The Beaver Theory is the third and final installment of the trilogy featuring Henri Koskinen, actuary cum adventure park owner who despite everything that happened in The Rabbit Factor and The Moose Paradox still believes that mathematics and logic will overcome all hurdles. (If you haven’t read books 1 and 2, I strongly advise you to so because you need to know the characters to appreciate the nuances in some of the relationships, particularly between Henri and his staff.)

In Book Three Henri faces three challenges:

1. Adjustment to family life: Henri, always a loner, becomes a family man, when he moves in with his lover, Laura Helantro and her daughter, Tuuli. This results in him becoming embroiled with an active, sociable and very demanding dad’s group, who are fund-raising to send the kids to Paris.

2. Aggressive competition in the form of Somersault City, the owners of which, by making everything free, want to wipe Henri’s park off the map. Their tactics are so successful that footfall at YouFunMe is reduced to zero.

3. Becoming prime suspect when the owner of Somersault City is found dead at the foot of the Beaver, Somersault City’s main attraction …. with a steel ice cream cone stuffed down his throat.

The third problem would have been avoided had Henri not decided to break into Somersault City one night to gather information about their business model. A puzzle if ever there was one to Henri’s mathematical brain. Once two fishy cops call to question him about the death, Henri realises that he will have to solve the murder himself to get off the hook.

Cue all kinds of chaos including a hooligan spray-painted blue, a snowmobile disappearing across snow-bound fields with a headless driver, and a saboteur trapped with millions of ants inside a giant banana. Lashings of black humour interspersed with surprisingly proficient dads tray-baking and jam-making as well as Henri’s staff putting it all on the line to save the park. I teared up at that point. I got exasperated with Henri when he (admittedly admirably) stuck to his determination to keep business and family separate, and did not share his troubles with Laura, becoming preoccupied and distant, thus jeopardising his new found happiness. But Laura’s art work is capable of performing miracles, and, in a welcome echo from The Rabbit Factor, her new commission is to thank for clearing Henri’s head, reeling from the fact that mathematics and logic are not riding to the rescue this time.
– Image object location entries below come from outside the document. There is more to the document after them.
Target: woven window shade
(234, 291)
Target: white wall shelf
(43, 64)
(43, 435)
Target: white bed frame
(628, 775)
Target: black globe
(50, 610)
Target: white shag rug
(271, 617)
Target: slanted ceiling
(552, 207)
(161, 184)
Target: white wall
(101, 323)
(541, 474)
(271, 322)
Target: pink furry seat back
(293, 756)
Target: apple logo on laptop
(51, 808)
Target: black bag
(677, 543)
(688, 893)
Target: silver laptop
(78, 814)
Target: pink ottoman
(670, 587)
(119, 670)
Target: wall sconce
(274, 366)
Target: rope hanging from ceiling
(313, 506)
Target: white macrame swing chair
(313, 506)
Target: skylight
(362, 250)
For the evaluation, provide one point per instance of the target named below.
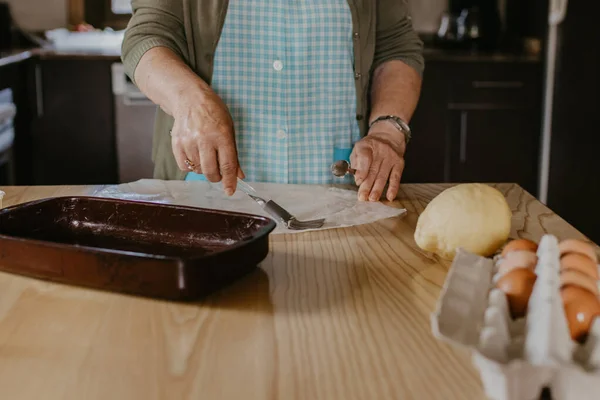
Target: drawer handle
(498, 84)
(463, 136)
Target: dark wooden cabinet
(493, 145)
(73, 133)
(477, 122)
(425, 158)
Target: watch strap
(397, 122)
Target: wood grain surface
(337, 314)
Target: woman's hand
(379, 159)
(203, 134)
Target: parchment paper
(340, 207)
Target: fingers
(380, 181)
(395, 177)
(183, 151)
(366, 186)
(361, 159)
(209, 163)
(229, 168)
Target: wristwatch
(397, 122)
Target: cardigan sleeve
(396, 38)
(154, 23)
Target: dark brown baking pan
(146, 249)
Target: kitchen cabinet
(72, 133)
(477, 122)
(493, 145)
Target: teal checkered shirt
(285, 70)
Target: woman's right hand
(204, 135)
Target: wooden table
(338, 314)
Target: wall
(48, 14)
(426, 14)
(39, 15)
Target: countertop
(19, 55)
(336, 314)
(431, 53)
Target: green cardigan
(191, 28)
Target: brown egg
(519, 244)
(577, 246)
(571, 277)
(581, 263)
(581, 308)
(517, 285)
(517, 259)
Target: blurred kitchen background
(510, 94)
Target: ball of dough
(473, 216)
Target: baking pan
(146, 249)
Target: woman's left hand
(378, 159)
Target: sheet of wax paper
(339, 206)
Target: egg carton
(517, 359)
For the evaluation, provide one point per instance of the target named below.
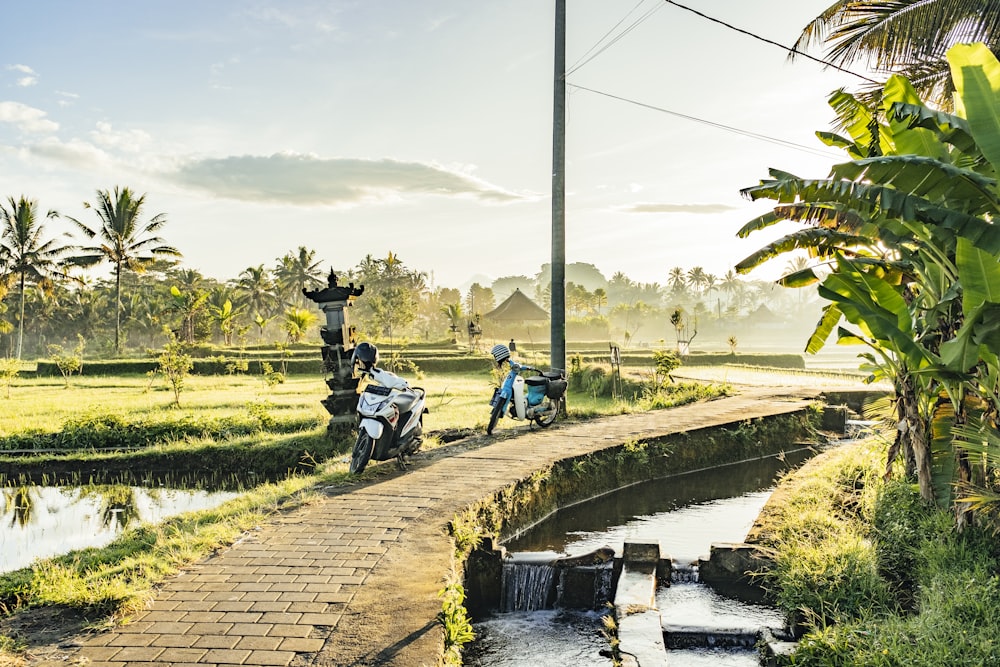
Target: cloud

As for The Beaver Theory … there’s more than a little horseplay involved.

The series signs off happily for Henri, Laura and YouMeFun. Also for Detective Osmala, who can retire in good conscience now he has uncovered the police corruption he had suspected for a while. But not all loose ends are sewn up – whatever happened to Henri’s treacherous brother, Juhani, whose fake death initiated Henri’s adventures? I really wanted him to get his just desserts but he simply disappeared from view. Did I miss something or is there a spin-off novel in the offing?